Leidy Pardo et Deissy Martínez, deux enseignantes de Cáqueza, Cundinamarca, ignorent la lutte politique. Ils disent qu'ils n'ont pas entendu les questions de Petro à la Fiduprevisora, à la Fecode et au régime spécial. Ils expliquent qu'ils viennent parce qu'il n'y a pas de dispensaire dans leur ville, qu'il n'y a pas de services médicaux dans les zones rurales et que plusieurs de leurs collègues sont morts sans soins adéquats ces derniers mois. Les deux hommes soulignent toutefois que leurs revendications ne visent pas l'exécutif.

Linna Hernández et Jina Riaño, deux enseignantes de Soacha, à Cundinamarca et banlieue de Bogotá, soulignent quelques nuances. « Le gouvernement a aussi une responsabilité. C'est celui qui transfère l'argent à Fiduprevisora et celui qui peut faire pression sur eux », déclare Hernández dans une cafétéria, quelques minutes avant de rejoindre la marche. Elle et son compagnon affirment qu'ils ne sont ni Petristas ni anti-Petristas et qu'ils ne viennent pas pour des intérêts syndicaux. « Parfois, personne ne nous dit que nous allons soutenir Petro, et quand on arrive sur la place, on se rend compte qu'on parle de lui. Mais je viens parce que les cotisations de santé sont de l'argent qui est déduit de notre salaire. Je veux qu'on me dise ce qui arrive avec tout cet argent. »
Donald Trump
Lorsque les enseignants arrivent au siège de la Fiduprevisora, à environ quatre kilomètres au nord du parc national, la diversité des revendications est une fois de plus évidente.
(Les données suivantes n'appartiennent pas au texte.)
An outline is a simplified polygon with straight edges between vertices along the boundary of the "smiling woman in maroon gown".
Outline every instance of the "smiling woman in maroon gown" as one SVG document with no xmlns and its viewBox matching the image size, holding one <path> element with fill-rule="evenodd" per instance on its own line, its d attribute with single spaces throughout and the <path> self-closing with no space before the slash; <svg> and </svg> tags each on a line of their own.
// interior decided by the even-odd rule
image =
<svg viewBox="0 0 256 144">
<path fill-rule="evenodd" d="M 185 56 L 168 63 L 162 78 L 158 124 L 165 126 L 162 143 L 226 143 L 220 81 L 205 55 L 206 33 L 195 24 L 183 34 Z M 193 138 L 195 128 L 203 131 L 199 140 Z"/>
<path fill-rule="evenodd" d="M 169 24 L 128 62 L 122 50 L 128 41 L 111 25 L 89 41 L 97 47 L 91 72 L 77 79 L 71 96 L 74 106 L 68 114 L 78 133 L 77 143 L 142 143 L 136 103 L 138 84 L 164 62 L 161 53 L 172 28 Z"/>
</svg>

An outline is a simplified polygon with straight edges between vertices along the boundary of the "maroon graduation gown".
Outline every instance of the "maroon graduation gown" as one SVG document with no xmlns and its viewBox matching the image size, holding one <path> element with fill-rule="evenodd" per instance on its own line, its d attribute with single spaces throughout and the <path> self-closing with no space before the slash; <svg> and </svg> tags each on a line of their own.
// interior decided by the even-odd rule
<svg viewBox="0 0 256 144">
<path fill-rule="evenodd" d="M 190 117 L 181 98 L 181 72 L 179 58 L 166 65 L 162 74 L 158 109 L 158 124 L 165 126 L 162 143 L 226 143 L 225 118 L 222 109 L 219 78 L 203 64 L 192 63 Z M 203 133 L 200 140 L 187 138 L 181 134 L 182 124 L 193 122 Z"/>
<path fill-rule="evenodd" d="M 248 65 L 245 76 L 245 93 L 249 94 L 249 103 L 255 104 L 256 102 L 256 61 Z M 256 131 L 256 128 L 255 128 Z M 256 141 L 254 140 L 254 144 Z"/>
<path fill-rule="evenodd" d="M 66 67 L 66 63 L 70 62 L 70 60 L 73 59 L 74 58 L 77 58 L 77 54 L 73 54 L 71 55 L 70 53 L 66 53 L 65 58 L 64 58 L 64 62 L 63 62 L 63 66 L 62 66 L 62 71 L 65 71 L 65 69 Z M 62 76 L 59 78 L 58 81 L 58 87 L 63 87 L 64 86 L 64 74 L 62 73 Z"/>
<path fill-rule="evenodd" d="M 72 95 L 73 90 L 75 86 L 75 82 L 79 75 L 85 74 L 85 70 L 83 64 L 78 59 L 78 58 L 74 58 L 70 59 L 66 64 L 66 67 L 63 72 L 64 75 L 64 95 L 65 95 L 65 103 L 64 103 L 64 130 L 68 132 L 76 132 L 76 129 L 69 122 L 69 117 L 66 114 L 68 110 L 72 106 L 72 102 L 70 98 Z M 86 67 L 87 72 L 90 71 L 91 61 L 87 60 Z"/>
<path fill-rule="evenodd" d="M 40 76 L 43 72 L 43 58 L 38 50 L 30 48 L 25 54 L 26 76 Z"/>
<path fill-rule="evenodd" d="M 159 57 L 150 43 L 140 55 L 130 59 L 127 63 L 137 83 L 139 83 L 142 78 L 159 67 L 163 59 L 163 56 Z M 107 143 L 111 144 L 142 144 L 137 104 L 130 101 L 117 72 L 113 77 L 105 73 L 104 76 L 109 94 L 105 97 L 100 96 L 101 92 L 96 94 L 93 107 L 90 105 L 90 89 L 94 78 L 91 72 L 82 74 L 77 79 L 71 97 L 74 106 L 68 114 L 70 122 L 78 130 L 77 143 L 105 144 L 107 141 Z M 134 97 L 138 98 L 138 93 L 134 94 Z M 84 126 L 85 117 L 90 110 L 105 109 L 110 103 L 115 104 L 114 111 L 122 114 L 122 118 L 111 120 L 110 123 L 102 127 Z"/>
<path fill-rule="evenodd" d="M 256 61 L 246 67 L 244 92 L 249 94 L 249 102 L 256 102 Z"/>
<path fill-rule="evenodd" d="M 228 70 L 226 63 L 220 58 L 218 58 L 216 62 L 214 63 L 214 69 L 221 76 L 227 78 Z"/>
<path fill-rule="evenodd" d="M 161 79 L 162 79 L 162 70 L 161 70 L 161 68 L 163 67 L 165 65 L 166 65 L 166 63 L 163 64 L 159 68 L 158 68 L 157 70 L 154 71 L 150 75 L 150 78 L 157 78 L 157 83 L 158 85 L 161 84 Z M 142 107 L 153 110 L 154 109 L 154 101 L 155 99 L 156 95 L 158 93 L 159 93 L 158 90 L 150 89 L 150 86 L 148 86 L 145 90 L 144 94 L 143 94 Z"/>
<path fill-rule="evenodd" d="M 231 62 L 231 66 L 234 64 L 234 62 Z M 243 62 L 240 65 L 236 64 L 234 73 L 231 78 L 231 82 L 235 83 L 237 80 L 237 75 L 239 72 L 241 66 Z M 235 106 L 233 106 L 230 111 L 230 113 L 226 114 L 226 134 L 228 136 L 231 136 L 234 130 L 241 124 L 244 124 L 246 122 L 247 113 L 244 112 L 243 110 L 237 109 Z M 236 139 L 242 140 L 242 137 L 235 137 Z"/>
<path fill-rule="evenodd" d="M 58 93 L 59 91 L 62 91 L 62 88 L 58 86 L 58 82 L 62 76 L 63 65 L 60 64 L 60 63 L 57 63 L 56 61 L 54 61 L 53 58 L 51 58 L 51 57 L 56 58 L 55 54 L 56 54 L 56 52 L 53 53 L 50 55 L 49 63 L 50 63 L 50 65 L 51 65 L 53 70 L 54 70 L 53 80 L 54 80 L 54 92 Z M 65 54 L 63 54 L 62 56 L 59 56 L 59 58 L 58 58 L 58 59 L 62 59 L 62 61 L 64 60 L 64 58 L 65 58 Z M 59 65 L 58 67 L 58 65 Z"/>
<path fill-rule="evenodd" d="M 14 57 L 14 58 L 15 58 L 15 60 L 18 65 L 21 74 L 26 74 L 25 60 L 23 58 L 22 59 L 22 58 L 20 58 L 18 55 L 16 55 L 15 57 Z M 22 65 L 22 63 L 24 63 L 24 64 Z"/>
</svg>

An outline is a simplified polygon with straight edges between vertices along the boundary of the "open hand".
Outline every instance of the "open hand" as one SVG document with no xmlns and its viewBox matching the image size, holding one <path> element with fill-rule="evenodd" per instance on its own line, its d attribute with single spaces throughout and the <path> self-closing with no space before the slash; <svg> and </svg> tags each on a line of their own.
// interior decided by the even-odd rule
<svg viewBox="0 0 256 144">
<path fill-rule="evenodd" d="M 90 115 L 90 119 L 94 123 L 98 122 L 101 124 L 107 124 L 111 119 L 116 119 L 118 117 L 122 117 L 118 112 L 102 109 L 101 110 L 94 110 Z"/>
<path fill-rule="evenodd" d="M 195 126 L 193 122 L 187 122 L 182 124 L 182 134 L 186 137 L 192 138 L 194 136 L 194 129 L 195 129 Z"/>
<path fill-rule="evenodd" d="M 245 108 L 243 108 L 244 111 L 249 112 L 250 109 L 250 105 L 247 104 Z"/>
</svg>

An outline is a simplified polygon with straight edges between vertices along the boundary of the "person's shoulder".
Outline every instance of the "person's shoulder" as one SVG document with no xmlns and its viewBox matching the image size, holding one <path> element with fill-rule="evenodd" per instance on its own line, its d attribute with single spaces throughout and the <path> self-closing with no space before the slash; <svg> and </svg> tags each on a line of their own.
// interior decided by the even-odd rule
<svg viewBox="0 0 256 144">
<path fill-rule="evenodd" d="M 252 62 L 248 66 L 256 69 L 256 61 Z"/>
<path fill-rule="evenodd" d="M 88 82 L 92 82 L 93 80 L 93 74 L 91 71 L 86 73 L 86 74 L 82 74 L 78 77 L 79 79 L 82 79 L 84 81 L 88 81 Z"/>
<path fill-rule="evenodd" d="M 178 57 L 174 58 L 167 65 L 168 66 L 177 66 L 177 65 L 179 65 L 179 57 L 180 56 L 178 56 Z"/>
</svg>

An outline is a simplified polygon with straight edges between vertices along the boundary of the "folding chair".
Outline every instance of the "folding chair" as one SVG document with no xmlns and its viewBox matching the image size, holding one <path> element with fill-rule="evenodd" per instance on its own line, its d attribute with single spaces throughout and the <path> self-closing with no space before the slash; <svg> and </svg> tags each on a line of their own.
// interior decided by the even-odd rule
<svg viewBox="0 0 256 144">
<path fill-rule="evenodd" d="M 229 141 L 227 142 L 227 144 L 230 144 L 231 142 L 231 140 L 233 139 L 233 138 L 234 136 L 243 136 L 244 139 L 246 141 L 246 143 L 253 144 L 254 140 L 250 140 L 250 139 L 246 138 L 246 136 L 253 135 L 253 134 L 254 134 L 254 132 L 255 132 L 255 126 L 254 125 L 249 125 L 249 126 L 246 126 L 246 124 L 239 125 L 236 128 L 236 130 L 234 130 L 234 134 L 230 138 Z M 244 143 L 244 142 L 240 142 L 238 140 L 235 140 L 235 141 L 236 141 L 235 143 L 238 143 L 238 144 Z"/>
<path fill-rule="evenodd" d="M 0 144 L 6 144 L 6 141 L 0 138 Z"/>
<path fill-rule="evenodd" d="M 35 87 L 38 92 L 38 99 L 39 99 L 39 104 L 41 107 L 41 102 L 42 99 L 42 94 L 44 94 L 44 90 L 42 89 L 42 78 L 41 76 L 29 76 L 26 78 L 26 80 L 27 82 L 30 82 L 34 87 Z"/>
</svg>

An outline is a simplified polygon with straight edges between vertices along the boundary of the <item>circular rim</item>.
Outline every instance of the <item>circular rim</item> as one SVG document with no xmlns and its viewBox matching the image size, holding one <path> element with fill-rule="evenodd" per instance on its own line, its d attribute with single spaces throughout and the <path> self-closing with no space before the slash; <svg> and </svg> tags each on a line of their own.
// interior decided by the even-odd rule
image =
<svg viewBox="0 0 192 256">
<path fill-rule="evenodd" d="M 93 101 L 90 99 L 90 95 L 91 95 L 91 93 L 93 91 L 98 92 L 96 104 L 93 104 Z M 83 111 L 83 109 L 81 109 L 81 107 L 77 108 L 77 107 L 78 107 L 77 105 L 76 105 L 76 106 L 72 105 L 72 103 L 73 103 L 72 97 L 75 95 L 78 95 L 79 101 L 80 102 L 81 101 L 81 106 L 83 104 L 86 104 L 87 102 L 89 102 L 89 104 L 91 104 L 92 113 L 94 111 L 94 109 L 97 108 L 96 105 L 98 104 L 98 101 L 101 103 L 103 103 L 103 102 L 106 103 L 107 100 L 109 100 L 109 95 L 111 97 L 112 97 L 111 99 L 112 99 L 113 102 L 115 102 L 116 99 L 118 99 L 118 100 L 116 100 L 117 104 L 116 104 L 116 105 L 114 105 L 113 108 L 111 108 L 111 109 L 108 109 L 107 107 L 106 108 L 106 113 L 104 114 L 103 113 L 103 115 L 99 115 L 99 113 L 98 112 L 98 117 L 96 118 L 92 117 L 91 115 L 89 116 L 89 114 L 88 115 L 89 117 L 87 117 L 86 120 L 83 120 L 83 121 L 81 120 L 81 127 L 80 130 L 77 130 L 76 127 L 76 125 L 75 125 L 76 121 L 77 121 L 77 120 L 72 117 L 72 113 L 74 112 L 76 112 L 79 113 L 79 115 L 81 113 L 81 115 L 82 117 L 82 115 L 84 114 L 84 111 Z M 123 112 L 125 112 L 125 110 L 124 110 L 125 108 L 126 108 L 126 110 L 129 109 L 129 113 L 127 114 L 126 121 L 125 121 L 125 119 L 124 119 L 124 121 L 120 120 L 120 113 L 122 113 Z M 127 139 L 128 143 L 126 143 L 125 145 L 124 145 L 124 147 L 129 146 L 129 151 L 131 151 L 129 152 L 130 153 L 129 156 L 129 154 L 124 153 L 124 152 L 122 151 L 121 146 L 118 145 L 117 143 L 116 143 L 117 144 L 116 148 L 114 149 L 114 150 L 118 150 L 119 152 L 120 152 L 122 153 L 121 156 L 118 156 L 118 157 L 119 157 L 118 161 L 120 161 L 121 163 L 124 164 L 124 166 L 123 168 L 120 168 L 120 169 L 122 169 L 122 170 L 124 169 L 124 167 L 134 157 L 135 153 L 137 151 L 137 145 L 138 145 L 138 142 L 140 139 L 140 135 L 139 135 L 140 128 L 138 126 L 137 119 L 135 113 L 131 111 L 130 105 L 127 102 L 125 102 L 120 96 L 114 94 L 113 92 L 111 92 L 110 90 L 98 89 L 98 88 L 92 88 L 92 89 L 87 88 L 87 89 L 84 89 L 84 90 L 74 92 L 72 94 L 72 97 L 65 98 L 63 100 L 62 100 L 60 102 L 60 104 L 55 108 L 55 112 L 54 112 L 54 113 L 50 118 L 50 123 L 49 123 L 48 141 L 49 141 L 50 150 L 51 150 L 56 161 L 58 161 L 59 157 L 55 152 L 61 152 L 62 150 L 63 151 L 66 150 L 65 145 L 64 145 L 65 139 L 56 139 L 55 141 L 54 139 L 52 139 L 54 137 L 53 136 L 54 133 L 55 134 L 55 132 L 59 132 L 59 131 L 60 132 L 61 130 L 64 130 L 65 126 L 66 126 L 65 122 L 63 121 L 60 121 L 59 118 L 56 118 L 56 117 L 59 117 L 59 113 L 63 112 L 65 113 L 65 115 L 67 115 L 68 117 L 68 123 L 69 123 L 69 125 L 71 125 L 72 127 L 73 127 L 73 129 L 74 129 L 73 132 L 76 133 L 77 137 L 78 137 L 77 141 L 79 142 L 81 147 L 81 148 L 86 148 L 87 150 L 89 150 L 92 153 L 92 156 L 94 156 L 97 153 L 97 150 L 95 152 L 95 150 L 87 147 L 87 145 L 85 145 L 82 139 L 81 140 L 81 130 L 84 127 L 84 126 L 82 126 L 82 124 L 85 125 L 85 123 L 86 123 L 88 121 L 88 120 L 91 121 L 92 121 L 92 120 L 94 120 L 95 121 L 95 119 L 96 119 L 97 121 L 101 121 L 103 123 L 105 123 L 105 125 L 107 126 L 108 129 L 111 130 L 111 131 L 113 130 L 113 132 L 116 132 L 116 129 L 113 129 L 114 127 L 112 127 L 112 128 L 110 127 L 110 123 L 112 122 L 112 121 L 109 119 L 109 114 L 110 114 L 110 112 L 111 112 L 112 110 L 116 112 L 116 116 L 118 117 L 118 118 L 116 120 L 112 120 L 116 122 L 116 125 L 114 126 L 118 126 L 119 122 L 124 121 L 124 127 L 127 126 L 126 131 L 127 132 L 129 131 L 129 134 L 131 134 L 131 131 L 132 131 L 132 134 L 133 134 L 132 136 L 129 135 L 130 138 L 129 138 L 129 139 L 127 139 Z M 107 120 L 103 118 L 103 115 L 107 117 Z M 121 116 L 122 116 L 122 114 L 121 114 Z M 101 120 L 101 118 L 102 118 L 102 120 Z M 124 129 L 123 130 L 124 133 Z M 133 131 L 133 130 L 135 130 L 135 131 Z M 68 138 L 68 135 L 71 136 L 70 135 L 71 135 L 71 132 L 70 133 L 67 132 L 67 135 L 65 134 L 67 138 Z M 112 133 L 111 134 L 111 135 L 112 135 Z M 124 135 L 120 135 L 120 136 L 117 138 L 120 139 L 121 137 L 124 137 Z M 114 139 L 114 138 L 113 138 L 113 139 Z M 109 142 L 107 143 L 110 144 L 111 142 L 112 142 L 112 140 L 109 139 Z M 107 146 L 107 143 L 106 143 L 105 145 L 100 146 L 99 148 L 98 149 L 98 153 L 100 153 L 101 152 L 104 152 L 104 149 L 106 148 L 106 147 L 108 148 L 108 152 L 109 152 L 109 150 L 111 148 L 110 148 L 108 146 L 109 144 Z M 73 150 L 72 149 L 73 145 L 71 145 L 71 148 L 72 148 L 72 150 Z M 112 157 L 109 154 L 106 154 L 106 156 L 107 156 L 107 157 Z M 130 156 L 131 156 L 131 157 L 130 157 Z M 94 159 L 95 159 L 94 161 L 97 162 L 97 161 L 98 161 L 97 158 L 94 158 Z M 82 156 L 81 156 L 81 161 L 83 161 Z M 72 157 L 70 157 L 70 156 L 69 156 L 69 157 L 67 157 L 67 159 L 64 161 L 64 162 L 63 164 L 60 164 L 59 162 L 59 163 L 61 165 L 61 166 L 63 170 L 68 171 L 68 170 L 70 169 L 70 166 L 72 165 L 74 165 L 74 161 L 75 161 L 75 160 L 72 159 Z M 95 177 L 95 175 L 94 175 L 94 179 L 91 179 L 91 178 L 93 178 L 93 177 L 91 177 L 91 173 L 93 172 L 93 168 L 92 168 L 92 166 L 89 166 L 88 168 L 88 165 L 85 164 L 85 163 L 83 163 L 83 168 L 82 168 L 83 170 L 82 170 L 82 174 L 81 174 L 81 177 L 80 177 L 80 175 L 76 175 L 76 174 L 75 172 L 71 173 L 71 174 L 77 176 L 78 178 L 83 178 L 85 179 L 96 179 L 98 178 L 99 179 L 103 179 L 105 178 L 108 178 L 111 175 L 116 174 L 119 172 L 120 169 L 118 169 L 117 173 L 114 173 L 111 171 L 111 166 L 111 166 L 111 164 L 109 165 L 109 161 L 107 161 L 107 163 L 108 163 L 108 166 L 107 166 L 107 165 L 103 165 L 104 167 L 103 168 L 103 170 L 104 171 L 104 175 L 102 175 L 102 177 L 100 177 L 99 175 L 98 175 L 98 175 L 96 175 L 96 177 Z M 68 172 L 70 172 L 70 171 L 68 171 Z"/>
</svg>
Tandis que Molina insiste sur la défense du régime spécial, d’autres se concentrent sur les attaques de Trump. « Chers enseignants, nous courons aujourd'hui un risque pour la souveraineté nationale du peuple colombien (…). Si vous touchez Petro, vous touchez le peuple », déclare Londoño, candidate au poste de sénatrice du Pacte historique au pouvoir, au début de son discours. « A bas l'ingérence des gringos en Colombie ! A bas le président des États-Unis ! » s'exclame Arias, du CUT. Bien que la population de Cundinamarca ait remporté la bataille pour l'étape de la marche, la journée a été clôturée par des demandes de soutien au gouvernement.